The banking sub-sector is still also battling with high levels of nonperforming loans (NPLs) whose ratio-to-gross loans was estimated at 10 per cent in August. High NPLs levels signal deterioration in the quality of banking assets.
At the same time, the central Bank of Tanzania (BoT) is taking some monetary policy measures aimed at reducing interest rates and improving liquidity in the market.
Indeed, the central bank made it mandatory for banks to use credit reports during loan appraisal processes. It also directed financial institutions to implement strategies that would strengthen credit application processing, credit management, monitoring and recovery measures.

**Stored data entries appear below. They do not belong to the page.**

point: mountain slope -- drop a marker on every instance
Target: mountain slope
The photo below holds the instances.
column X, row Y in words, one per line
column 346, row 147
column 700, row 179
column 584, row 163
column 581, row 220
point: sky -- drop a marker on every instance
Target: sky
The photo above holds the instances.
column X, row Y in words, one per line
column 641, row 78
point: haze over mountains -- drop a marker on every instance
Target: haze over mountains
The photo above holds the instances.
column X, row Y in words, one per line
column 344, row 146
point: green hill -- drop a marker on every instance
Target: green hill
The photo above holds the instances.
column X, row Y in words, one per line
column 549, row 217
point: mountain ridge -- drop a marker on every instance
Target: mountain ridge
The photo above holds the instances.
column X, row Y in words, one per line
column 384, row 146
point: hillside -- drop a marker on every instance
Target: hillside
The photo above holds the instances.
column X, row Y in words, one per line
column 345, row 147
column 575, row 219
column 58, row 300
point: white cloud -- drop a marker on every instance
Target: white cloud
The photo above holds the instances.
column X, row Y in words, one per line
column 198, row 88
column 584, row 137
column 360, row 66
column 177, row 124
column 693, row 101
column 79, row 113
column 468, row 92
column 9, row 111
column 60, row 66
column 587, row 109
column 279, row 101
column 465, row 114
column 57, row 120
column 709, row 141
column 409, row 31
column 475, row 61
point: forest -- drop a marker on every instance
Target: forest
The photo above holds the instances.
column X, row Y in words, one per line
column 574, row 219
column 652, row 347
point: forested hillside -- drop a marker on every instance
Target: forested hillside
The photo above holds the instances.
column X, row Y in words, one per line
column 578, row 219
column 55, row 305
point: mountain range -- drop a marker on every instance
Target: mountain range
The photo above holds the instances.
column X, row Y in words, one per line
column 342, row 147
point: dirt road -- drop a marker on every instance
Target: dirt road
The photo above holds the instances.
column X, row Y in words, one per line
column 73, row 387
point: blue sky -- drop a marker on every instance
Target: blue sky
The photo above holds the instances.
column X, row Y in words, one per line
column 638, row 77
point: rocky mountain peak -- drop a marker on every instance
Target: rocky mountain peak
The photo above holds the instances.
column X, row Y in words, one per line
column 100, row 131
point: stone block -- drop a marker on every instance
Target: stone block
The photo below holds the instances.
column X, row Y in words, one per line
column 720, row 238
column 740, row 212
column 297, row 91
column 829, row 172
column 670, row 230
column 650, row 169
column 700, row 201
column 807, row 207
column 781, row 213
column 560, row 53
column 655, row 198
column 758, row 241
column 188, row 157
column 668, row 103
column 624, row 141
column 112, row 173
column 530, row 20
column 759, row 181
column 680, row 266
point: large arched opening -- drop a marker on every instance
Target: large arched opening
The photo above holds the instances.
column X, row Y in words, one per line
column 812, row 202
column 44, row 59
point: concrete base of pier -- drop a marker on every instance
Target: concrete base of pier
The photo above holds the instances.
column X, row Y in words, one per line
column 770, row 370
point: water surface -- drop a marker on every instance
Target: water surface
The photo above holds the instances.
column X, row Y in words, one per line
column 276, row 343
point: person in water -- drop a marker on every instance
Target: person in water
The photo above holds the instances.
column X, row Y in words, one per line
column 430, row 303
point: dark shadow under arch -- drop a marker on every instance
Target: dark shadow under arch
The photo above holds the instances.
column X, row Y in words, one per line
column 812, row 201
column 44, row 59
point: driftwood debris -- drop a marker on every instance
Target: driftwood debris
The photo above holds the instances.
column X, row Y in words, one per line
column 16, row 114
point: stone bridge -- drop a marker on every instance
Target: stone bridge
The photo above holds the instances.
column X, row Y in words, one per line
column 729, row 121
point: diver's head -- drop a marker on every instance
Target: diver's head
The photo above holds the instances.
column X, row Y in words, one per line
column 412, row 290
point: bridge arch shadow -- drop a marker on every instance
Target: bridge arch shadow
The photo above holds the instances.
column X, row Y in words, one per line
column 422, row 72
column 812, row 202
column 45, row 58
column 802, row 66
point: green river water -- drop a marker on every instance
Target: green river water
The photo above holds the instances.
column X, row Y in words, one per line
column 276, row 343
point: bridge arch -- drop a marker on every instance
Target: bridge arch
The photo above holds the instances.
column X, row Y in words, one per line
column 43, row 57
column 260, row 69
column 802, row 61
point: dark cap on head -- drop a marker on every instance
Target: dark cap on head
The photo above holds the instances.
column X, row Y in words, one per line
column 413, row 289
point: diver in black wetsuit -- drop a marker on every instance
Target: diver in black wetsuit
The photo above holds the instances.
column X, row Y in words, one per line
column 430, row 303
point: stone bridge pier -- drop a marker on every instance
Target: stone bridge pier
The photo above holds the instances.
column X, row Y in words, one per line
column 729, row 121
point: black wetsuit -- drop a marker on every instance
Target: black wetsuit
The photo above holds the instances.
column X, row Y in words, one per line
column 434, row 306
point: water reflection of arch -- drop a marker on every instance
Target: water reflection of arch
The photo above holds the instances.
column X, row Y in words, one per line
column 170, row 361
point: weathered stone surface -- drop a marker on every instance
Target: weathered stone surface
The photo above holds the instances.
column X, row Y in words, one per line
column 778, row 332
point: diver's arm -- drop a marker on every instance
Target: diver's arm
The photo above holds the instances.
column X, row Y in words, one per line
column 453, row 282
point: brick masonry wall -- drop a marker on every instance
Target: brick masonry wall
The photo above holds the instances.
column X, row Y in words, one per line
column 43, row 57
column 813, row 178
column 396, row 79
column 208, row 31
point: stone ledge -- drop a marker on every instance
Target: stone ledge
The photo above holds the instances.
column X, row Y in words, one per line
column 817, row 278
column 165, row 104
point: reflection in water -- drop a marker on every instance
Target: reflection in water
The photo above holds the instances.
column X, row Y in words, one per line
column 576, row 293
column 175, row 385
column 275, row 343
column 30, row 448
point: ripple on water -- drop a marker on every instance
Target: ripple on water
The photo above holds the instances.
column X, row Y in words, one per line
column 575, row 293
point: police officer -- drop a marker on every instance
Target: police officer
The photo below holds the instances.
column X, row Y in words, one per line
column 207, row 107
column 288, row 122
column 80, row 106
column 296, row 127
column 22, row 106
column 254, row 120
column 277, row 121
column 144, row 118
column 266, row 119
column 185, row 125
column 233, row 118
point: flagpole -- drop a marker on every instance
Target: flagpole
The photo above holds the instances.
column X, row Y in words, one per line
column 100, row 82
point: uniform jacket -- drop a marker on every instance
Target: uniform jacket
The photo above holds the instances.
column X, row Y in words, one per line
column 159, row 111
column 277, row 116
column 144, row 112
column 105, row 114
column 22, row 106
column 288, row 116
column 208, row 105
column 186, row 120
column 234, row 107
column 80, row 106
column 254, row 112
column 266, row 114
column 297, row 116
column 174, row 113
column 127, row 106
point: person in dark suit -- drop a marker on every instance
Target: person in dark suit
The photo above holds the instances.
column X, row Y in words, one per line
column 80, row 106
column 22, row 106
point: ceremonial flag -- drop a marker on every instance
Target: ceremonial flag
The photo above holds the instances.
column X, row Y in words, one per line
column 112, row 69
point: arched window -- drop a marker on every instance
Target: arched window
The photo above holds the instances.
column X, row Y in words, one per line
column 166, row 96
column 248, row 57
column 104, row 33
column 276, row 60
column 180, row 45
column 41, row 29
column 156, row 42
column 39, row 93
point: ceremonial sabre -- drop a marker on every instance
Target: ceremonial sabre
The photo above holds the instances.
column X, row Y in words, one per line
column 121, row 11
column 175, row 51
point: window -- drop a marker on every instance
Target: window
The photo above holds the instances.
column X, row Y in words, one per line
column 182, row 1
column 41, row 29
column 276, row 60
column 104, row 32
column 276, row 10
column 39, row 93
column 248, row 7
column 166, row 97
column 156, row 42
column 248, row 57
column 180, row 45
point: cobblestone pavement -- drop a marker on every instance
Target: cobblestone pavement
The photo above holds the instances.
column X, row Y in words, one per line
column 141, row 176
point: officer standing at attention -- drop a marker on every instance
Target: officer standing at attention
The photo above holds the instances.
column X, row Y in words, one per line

Aiming to push down bank lending rates, BoT reduced its discount rate to seven per cent last August – which was lower than the reduction to nine per cent it announced in August 2017.
The Tanzania Mortgage Refinance Company (TMRC) – which provides long-term financing to banks – recently announced the launch of its five-year corporate bond issuance programme aimed at raising Sh120 billion.
In the event, it has raised Sh12 billion in the first tranche.
Despite all these efforts to improve liquidity in the mortgage market – and lending in general – estate developers still need to pay special attention to low-cost houses which have a huge demand in Tanzania.
Admittedly, Dodoma may today be the focus for developers as the government relocates to that centrally-placed metropolis. But, even government employees want cheaper houses.
By the way, the government should also seriously consider appropriate tax remission on building materials to incentivize ordinary Tanzanians into purchasing the affordable houses as a matter of course.